Implications of Chemical Instability

  • Deamination of Cytosine:

    • Converts Cytosine to Uracil.

    • Thymine is used in DNA instead of Uracil due to this risk; a repair system exists to remove Uracil from DNA.

    • Figure Reference: Fig 12-8

  • Depurination:

    • Hydrolysis of the N-glycosidic bond of purines leads to an “abasic” site, where no base exists.

    • Every cell has approximately 1,000 abasic sites at any moment.

    • Figure Reference: Fig 12-9

Oxidative Damage Mechanism

  • Oxygen Usage:

    • Oxygen acts as a terminal electron acceptor producing water: ( O2 + 4H^+ \to 2H2O )

    • Side products (e.g., superoxide, hydroxyl radicals) from O2 metabolism can be highly toxic.

  • Effects of Oxygen Radicals:

    • Can cause double-stranded and single-stranded breaks; they can also damage the deoxyribose ring, stalling replication at lesions.

Example of Modified Bases from Oxidation

  • Example: 8-oxoG

    • Can mispair with either C or A, showing altered base pairing properties.

    • Illustration Reference: Fig 12-11

Induced Mutations - Mutagens

Sources of Induced Mutations

  • Ultraviolet Light:

    • Leads to the formation of thymine dimers, which block replication.
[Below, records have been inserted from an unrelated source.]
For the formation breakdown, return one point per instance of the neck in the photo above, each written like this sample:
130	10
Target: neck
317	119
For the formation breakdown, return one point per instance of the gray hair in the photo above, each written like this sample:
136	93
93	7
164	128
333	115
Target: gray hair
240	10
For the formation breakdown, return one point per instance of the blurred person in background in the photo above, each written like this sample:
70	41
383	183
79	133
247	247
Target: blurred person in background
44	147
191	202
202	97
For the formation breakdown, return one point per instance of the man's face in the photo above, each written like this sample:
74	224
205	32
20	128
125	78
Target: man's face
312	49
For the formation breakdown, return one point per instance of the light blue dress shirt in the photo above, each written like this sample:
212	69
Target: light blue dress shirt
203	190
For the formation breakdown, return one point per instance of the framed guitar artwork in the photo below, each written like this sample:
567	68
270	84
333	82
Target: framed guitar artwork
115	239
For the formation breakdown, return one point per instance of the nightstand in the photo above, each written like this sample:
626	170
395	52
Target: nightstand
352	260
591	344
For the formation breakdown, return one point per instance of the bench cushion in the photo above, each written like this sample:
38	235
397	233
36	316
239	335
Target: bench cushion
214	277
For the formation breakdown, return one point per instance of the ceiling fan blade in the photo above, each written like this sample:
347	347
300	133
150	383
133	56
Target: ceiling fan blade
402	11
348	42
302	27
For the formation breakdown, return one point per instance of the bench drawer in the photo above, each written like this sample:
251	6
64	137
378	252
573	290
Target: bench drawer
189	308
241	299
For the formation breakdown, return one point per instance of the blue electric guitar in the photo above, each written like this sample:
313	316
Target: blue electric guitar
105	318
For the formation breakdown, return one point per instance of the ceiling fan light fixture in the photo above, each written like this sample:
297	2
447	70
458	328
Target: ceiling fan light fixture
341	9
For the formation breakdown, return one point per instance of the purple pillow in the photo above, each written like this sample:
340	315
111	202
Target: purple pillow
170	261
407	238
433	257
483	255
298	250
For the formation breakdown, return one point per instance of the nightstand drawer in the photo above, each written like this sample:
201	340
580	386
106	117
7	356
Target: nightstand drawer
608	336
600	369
  • Chemical Modification:

    • Alkylating agents (e.g. mustard gas, vinyl chloride, cigarette smoke) modify DNA, and may cause mispairing or replication blockage.

  • Ionizing Radiation:

    • Sources: X-rays and radiation.

    • Can cause direct damage (modified bases, single and double strand breaks) or indirect damage through generating reactive oxygen species.

  • Intercalating Agents:

    • Compounds such as ethidium bromide can cause frameshift mutations by stabilizing slipped strands allowing for base additions or deletions.

Ultraviolet Light and Thymine Dimers

  • Description: Thymine dimers occur as intrastrand links between two adjacent thymines, physically blocking replication.

    • Illustration Reference: Figs from Watson et al. Molecular Biology of the Gene, © 2014, Pearson Education

Ionizing Radiation Effects

  • Can cause:

    • Direct Damage: Modified bases, single and double-strand breaks

    • Indirect Damage: Creates reactive oxygen species which can harm DNA.

Intercalating Compounds

  • Function: They stabilize slipped strands, causing the polymerase to add or delete bases, contributing to frameshift mutations.

Examples of Intercalating Mutagens

  • Not required to memorize composition, but recognition of types of compounds that act as intercalating mutagens is necessary.